UCLA  /  Essays  /  Prompt 8

UCLA: What makes you strong

350 words maximum

Beyond what has already been shared in your application, what do you believe makes you a strong candidate for admissions to the University of California?
What it’s really asking

Something genuinely new. The prompt says beyond what you have already shared, so this is the place for a side of you that none of the other prompts or your activities list captured.

Why they ask it

UCLA gives you an open slot on purpose. They want to see what you choose to add when nothing is prescribed, which is itself revealing.

Three ways in
The thing that did not fit

A real part of your life that no other prompt asked about: a job, a responsibility, an obsession, a role at home.

A quiet throughline

A trait or value that connects your scattered activities, named and shown once.

Resist the brag

This is not a place to relist achievements. Choose something human the reader could not have known.

✕  Weak opening

“What makes me a strong candidate is that I am hardworking, dedicated, and passionate about everything I do.”

✓  Strong opening

“Every morning before school I open the family restaurant, which means I have unlocked a business more times than I have unlocked my own phone today.”

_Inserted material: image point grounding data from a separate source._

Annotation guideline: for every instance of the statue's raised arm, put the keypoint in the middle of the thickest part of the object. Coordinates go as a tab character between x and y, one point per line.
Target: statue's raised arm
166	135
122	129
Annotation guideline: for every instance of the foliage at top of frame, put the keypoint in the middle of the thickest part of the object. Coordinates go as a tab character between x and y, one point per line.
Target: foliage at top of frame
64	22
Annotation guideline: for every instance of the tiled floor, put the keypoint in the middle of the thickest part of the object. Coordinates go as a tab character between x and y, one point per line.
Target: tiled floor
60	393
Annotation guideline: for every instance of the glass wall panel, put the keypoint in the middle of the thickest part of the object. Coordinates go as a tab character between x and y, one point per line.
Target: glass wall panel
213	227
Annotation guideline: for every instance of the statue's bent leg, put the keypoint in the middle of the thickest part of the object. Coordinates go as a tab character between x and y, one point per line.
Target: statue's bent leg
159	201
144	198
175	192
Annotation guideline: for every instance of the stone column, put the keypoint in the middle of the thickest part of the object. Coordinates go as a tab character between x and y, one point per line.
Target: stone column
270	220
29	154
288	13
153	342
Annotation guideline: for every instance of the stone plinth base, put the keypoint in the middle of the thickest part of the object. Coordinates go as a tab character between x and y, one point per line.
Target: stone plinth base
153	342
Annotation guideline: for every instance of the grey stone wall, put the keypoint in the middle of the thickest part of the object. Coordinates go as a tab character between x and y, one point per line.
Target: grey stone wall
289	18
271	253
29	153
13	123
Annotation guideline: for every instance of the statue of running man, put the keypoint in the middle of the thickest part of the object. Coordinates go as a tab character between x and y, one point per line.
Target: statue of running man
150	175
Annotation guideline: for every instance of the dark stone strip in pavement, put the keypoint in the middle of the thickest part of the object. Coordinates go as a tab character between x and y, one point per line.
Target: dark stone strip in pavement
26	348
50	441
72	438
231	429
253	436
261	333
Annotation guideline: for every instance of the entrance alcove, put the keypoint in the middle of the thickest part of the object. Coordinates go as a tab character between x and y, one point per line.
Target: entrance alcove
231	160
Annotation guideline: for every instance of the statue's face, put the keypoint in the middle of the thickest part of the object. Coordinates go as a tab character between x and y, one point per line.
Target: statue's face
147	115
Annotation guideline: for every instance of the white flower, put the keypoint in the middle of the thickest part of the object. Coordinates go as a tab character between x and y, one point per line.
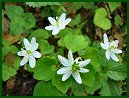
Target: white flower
72	67
57	24
29	52
111	48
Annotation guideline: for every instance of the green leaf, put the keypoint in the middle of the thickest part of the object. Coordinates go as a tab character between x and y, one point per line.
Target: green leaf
16	27
39	4
20	21
105	90
13	49
115	88
111	88
76	21
61	42
5	42
91	53
96	86
5	51
62	86
76	6
89	77
45	47
118	20
39	34
100	19
58	10
16	63
46	12
88	5
14	11
7	71
78	90
114	5
29	20
45	89
117	71
75	42
64	32
45	68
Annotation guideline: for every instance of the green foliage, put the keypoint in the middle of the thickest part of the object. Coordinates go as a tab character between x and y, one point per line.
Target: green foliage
45	47
118	20
7	71
115	88
111	88
45	89
114	5
58	10
78	5
91	53
20	21
96	85
76	21
45	68
117	71
101	20
39	34
62	86
75	42
39	4
89	77
7	47
78	90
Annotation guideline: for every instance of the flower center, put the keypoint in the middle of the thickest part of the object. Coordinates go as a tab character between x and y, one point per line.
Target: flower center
57	23
112	47
28	52
75	68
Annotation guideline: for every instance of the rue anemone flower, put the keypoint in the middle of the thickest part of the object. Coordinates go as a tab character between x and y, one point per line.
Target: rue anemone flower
111	48
29	52
57	24
72	67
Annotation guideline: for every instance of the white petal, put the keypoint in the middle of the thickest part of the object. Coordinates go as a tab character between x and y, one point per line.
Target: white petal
32	61
105	38
62	25
84	63
24	61
51	27
27	44
63	70
22	53
70	57
55	31
117	51
77	60
113	56
107	53
62	17
77	77
83	70
114	43
34	45
104	46
67	21
36	54
66	76
64	61
52	20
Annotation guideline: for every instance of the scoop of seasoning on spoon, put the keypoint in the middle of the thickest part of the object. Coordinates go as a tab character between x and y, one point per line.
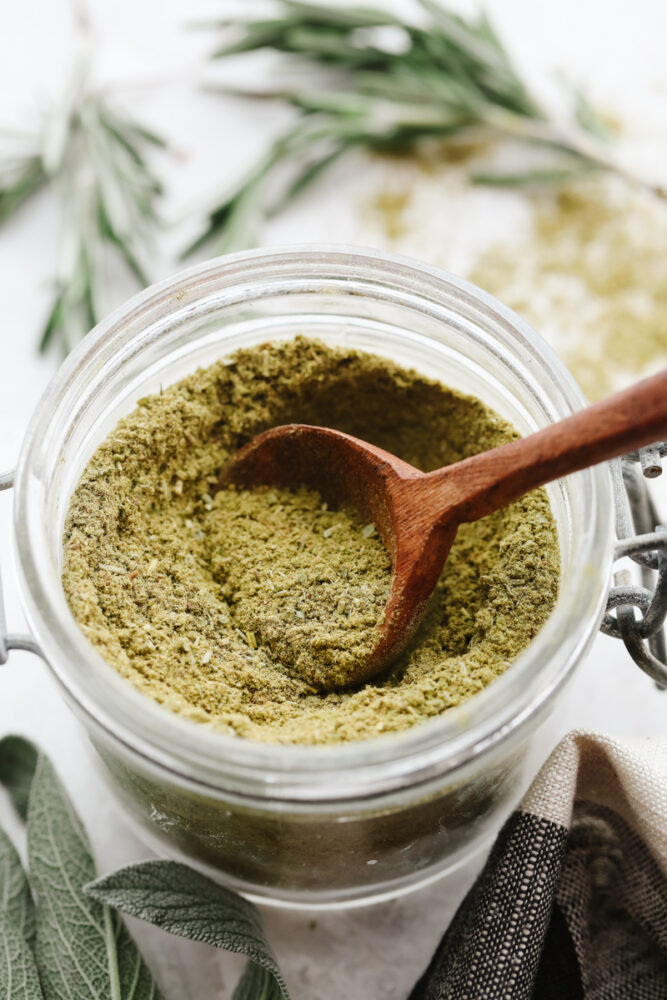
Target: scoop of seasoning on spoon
417	514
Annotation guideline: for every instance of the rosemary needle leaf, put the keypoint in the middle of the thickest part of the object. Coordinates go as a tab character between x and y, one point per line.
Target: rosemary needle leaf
28	179
531	178
439	74
93	159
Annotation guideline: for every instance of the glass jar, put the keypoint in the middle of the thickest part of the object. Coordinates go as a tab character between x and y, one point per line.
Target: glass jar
311	825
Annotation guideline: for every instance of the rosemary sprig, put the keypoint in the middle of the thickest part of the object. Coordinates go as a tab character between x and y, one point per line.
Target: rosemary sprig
92	157
381	83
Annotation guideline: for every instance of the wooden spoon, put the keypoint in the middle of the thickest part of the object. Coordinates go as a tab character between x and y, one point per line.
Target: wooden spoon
417	514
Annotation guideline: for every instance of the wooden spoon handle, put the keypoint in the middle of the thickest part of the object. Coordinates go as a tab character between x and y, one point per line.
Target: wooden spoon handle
621	423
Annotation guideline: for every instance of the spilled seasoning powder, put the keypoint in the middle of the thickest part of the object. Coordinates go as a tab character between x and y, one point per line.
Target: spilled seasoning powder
199	598
591	276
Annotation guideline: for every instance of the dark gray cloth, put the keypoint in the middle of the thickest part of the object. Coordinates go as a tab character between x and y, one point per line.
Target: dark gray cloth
573	910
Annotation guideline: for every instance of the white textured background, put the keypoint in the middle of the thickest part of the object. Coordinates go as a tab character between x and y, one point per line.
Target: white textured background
617	50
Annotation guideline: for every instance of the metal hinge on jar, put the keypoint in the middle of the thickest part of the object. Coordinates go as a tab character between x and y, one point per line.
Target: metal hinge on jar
644	540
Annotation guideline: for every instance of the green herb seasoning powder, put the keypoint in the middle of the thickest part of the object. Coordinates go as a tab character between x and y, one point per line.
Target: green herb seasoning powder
218	604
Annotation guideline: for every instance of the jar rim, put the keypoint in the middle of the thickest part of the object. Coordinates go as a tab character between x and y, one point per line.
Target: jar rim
205	757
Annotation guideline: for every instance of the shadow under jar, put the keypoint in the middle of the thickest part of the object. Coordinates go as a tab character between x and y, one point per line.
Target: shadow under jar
311	825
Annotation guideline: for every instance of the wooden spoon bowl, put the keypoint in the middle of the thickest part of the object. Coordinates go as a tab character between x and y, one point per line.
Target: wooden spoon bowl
417	514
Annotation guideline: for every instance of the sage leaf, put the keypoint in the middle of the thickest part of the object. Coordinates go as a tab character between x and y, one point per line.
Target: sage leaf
257	983
18	973
81	949
18	759
16	905
182	901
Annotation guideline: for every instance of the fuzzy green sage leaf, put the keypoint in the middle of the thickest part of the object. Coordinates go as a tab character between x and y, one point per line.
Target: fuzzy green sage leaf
16	903
182	901
19	979
257	983
18	760
82	950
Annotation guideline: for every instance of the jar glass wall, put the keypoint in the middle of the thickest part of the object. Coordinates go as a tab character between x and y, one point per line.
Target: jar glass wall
301	824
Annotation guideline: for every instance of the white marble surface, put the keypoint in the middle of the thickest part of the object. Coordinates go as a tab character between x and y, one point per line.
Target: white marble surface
617	49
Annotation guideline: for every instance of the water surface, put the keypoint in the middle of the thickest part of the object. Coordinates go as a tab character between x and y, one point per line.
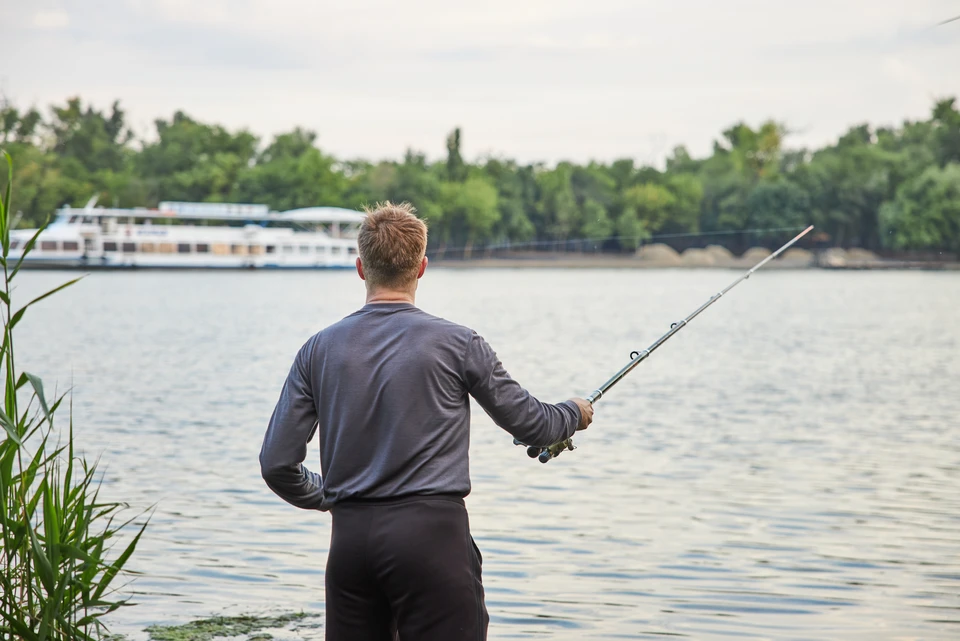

✦ Annotated example · The translator in the room. Written by EssayLens to teach, not a real applicant’s essay. Tap a highlighted line →
My application will tell you my GPA and my clubs. It will not tell you that I have been a courtroom, a doctor's office, and a parent-teacher conference, all at once, since I was ten. I am the translator in my family. 1My parents speak Tagalog and careful, hard-won English, and for the rest of the world I am the bridge. I have explained an MRI result to my mother in a hospital hallway. I have negotiated a late rent payment for my father over the phone while a landlord lost patience. I have sat in my younger brother's IEP meeting and turned a wall of education jargon into sentences my parents could actually use. This is not a sad story, and I will not tell it like one. 2It is the source of nearly everything I am good at. Translating is not swapping words. It is holding two people's worlds in your head at the same time and finding the narrow path between them. A doctor wants precision. My mother wants reassurance. My job is to deliver both in one breath without flattening either. That skill made me strong in ways no class did. 3I read a room before I read a document. I notice when an adult is using complexity to avoid a question, and I have learned, politely, to slow them down and make them say it plainly. I am comfortable being the youngest and least powerful person in a tense conversation, because I have been doing it since fifth grade. Pressure does not rattle me the way it rattles people who only meet it on test day. It also gave me a particular kind of patience. 4I have watched my parents be underestimated for an accent and never once for their intelligence, and it taught me that comprehension is something you build between people, not something you possess. So I am the student who explains the problem set to the kid too embarrassed to ask. I am the one who emails the teacher when half the class is lost but silent. Bridging is just what I do now. UCLA will get strong numbers from me. It will also get someone who has spent eight years learning to carry meaning safely across a gap, and who would do the same for a roommate, a lab partner, or a stranger in a hallway who looks as lost as my mother once did. That is what makes me strong, and none of it fits in a box on a form.
  1. 1Leads with the one thing the rest of the application cannot show. The prompt asks what makes you strong beyond the application, so naming that gap directly is the sharpest possible opening.
  2. 2Pre-empts the pity read. Controlling the tone shows maturity and respects the reader, both qualities UCLA values in a self-aware applicant.
  3. 3Turns the experience into transferable strengths, which is exactly what 'strong candidate' asks for. The essay now argues, not just narrates.
  4. 4Adds a quieter strength alongside the obvious ones. Range of qualities, not just one repeated trait, keeps the candidate three-dimensional.
Stuck? Start here
  • What real part of your life never came up anywhere else in the application?
  • What would a reader be surprised to learn about your daily life?
  • What quiet trait connects the things you do?
Before you submit
  • Is this genuinely new, not a repeat of your activities?
  • Did you show it with a concrete detail?
  • Does it reveal something the reader would value?